革命前夜
鏡も絵
1
プロローグ
――本当に私なんかのところに降りてきてくれるのかな。
「次、前に出て」
講師の声で、先に降霊した子と入れ違いに私は前へ出る。すれ違いざまのこと、無事に降霊できたその子は、自分の装備に宿った清廉な光と声に、顔を綻ばせていた。これからよろしく、と親しげに話す様子が羨ましくて、見ていられなかった私は目を逸らす。
神聖な場所の空気に圧迫されて、一歩一歩が痺れるように感じられた。重い。けれどその重みは、私を現実に縛りつけてはくれない。私の脳みそはこの状況に似つかわしくなく、ふよふよと漂っていた。自信のなさからくるものだ。思い描かれるのはいつだって哀れなシナリオ。

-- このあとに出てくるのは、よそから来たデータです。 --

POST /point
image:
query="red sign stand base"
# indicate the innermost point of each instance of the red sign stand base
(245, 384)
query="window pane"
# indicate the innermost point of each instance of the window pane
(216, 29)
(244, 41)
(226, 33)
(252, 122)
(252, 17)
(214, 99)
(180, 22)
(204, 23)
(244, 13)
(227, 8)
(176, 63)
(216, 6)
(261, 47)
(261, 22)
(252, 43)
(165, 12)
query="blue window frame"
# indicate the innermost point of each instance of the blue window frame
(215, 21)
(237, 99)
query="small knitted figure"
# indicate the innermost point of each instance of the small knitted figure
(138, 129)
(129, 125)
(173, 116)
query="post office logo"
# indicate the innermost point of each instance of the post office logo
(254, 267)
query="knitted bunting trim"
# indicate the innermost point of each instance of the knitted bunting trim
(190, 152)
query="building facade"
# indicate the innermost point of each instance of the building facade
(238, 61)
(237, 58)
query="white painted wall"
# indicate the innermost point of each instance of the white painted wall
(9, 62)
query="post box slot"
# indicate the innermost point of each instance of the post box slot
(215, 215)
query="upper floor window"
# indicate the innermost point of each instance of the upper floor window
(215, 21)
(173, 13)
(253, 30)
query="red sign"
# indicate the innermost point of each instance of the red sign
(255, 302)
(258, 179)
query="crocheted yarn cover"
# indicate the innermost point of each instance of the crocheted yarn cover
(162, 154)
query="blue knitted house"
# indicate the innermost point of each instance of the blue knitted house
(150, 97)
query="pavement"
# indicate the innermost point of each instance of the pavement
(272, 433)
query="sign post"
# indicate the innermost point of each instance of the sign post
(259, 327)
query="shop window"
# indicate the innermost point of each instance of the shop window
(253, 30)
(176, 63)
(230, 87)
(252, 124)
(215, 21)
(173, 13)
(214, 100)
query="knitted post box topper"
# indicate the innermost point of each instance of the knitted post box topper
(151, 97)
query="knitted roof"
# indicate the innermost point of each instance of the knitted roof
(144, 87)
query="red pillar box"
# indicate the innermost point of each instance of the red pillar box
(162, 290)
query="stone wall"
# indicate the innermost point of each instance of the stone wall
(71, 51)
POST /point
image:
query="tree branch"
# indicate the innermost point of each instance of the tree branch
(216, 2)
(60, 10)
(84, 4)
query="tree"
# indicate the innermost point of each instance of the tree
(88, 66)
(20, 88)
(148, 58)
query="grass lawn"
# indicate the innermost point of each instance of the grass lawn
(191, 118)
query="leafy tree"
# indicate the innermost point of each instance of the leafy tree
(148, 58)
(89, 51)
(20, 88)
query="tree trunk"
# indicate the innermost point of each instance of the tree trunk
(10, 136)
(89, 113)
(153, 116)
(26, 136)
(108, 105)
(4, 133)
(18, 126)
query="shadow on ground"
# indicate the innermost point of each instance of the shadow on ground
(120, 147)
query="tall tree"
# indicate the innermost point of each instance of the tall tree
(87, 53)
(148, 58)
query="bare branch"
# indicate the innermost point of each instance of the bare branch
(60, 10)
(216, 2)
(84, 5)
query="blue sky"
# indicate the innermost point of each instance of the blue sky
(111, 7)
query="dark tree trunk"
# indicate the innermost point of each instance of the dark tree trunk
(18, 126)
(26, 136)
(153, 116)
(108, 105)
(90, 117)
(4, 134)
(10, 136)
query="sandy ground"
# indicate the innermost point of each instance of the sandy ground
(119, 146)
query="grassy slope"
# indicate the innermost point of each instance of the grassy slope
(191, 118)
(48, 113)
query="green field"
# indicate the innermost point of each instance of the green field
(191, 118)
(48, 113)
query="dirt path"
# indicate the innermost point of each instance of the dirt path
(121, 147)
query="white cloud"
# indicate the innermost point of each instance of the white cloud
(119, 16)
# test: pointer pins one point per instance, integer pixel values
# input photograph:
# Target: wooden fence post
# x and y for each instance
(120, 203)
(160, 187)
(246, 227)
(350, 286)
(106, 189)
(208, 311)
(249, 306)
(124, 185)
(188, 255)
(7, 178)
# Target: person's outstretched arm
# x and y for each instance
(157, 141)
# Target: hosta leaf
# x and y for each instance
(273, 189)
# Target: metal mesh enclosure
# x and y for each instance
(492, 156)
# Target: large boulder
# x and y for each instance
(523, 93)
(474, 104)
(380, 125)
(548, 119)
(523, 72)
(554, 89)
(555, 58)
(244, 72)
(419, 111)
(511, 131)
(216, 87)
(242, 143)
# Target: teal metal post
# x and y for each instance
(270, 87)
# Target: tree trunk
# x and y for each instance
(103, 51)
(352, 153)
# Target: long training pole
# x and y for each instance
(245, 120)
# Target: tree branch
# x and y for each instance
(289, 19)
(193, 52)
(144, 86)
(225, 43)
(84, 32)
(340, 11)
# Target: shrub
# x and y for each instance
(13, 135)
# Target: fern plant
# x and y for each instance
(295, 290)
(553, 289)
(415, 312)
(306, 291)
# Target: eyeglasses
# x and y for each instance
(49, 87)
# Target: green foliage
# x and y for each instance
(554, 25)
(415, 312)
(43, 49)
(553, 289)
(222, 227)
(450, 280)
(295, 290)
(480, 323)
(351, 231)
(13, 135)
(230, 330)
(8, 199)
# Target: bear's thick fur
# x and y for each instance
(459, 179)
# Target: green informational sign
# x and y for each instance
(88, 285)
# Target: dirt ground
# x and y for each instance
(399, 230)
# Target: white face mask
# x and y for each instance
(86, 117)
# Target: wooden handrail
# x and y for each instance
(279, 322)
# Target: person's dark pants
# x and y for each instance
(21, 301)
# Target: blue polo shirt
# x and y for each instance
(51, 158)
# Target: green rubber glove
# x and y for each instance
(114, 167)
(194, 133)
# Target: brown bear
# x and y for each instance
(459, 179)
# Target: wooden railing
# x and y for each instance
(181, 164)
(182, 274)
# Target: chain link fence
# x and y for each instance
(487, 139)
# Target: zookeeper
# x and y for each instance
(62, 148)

もしかしたら私のところには、誰も降りてこないのかもしれない。
世界に潜むあらゆる
私だってそれなりの覚悟と誇りを持ってここにいるのだけど、いざ目の前に立つと自信がなくなってくる。私はここにいていいのだろうか。願ってもいいのだろうか。お前なぞと嫌われて、誰も降りてくれなかったら。もしかしたら、本当に、誰も。
私は目を瞑り、祈るように手を合わせる。
いったいどれほどそうしていただろう。ふいに前髪が揺すられるのを感じた。けれど風が吹いたわけでも誰かが目の前にいるわけでもない。いや、見えないだけで、いるのかもしれない。ほとんど直感で――なにかが降ってきたのを私は察したのだ。
それは間違いではなかった。
素晴らしい裏切りだった。
空っぽだった私の甲殻に、卒倒しそうなほどのまばゆさが宿る。見たこともないほど温かな金無垢の光。ケーブルの繊維を伝ってぐんぐん充たされていく蜜のようなそれは、間違いなく、私なんかのところに降りてきてくれた精霊だ。
興奮に目を見開かせる。どくどくと興奮が波を打つ。私は、このときはじめて、今まであやふやだった心臓の位置を知った。星の子を散らすようなきらめきは清廉で、たった一目で魅了されてしまった。
感動で喉が痛い。口内ごといつのまにか乾いてしまったようだ。けれど、なにか言わなきゃ。せっかく来てくれたこの優しい精霊に、せめて挨拶だけでも。
私はごくんと、ありもしない唾を飲みこんで、慎重に口を開く。
「はじめまして。不束者ですが、これからよろしくお願いします」
喜びで胸が破れてしまいそうだった。
ああ。早く、貴方の声が、聞きたいなあ。